Is there a way to speed up the following code?

cum_sim_df = CSV.read("./modeling/Depo-SubQ Provera 104/abs1st_PK_sims_SD_adjust_params.csv", DataFrame, missingstrings = [""])

cum_sim_NCAresults = map(Base.product(1:2, 1:length(NSubjs), 1:length(samp_names))) do i
    println(i[1])
    i_sim_df = filter([:rep, :NSubj, :samp] => (x, y, z) -> x==i[1] && y==NSubjs[i[2]] && z==samp_names[i[3]], cum_sim_df)
    
    i_sim_df[!, :route] .= "ev"

    i_sim_NCA = read_nca(i_sim_df,
                        id              =   :id,
                        time            =   :time,
                        observations    =   :dv,
                        amt             =   :amt,
                        # all subj's same grouping w/in each read_nca run, but to retain labels
                        group           =   [:rep, :NSubj, :samp],
                        route           =   :route)
 
    i_sim_tmax          =   NCA.tmax(i_sim_NCA)
    i_sim_cmax          =   NCA.cmax(i_sim_NCA)
    i_sim_auc           =   NCA.auc(i_sim_NCA)
    i_sim_auc_t         =   NCA.auc(i_sim_NCA, interval=(0, 90))
    x = zip(i_sim_NCA, NCA.tmax.(i_sim_NCA))
    i_sim_auc_0_tmax    =   map(x -> NCA.auc(x[1], interval=(0, x[2])), x)
    i_sim_auc_tmax_t    =   map(x -> NCA.auc(x[1], interval=(x[2], 90)), x)

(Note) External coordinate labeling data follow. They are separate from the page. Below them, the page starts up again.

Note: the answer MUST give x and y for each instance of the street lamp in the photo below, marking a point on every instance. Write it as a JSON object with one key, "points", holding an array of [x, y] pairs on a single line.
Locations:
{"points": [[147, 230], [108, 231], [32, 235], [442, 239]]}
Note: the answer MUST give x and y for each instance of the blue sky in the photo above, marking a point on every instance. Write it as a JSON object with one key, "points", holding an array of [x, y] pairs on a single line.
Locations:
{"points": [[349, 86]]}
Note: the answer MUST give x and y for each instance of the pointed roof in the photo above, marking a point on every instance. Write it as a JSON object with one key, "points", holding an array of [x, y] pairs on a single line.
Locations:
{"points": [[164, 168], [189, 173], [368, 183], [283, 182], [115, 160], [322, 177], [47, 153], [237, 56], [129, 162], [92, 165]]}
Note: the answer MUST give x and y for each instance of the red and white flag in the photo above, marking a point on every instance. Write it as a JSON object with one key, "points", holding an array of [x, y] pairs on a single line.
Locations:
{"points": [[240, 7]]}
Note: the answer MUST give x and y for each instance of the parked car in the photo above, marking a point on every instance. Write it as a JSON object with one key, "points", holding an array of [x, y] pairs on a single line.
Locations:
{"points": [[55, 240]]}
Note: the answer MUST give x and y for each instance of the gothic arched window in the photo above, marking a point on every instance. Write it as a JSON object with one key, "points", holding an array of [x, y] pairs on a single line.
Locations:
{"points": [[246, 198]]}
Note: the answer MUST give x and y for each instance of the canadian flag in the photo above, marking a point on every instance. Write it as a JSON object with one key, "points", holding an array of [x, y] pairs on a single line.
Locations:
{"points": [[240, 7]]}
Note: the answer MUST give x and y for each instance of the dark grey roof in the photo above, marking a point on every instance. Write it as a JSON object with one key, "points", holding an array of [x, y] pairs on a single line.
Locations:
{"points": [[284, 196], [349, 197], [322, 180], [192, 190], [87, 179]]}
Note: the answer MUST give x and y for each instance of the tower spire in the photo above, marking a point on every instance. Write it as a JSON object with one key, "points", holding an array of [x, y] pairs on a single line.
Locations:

    temp_df             =   DataFrame(auc_0_tmax = i_sim_auc_0_tmax, auc_tmax_t = i_sim_auc_tmax_t)
    i_sim_NCAresults_df =   hcat(i_sim_tmax, i_sim_cmax, i_sim_auc, i_sim_auc_t, temp_df, makeunique=true)

    return i_sim_NCAresults_df
end

cum_sim_NCAresults_df   =   vcat(cum_sim_NCAresults...)

hi Donald

Without knowing what your dataset structure is, it is hard to guess, but my first suggestion is to perhaps break up the function into smaller parts and bring the pieces together like this below

function do_nca(sim)
  ncadf = nca_prep(sim)
  nca = rnca(ncadf)
  res = compute_results(nca)
  return res
end

The biggest slowdown in your code above is probably the filter statement, so having a separate nca_prep function will help. Also, you may want to think through if there are alternate ways of passing the data in.

rnca is just call the read_nca function and get the data ready. And finally, compute_results will do all your specific NCA related computations.

We can help more if you have some example data or mock structure of what you are passing in.

Vijay

It would useful to know where the time is spent. If you define a normal function instead of using the do syntac to generate a closure then you can profile that function on a single subject, see Home · FlameGraphs.jl. Alternatively, you might be able to just use GitHub - KristofferC/TimerOutputs.jl: Formatted output of timed sections in Julia to get some timer output.

Btw, isn’t the filtering essentially a groupby operation? If so then using groupby might also be more efficient.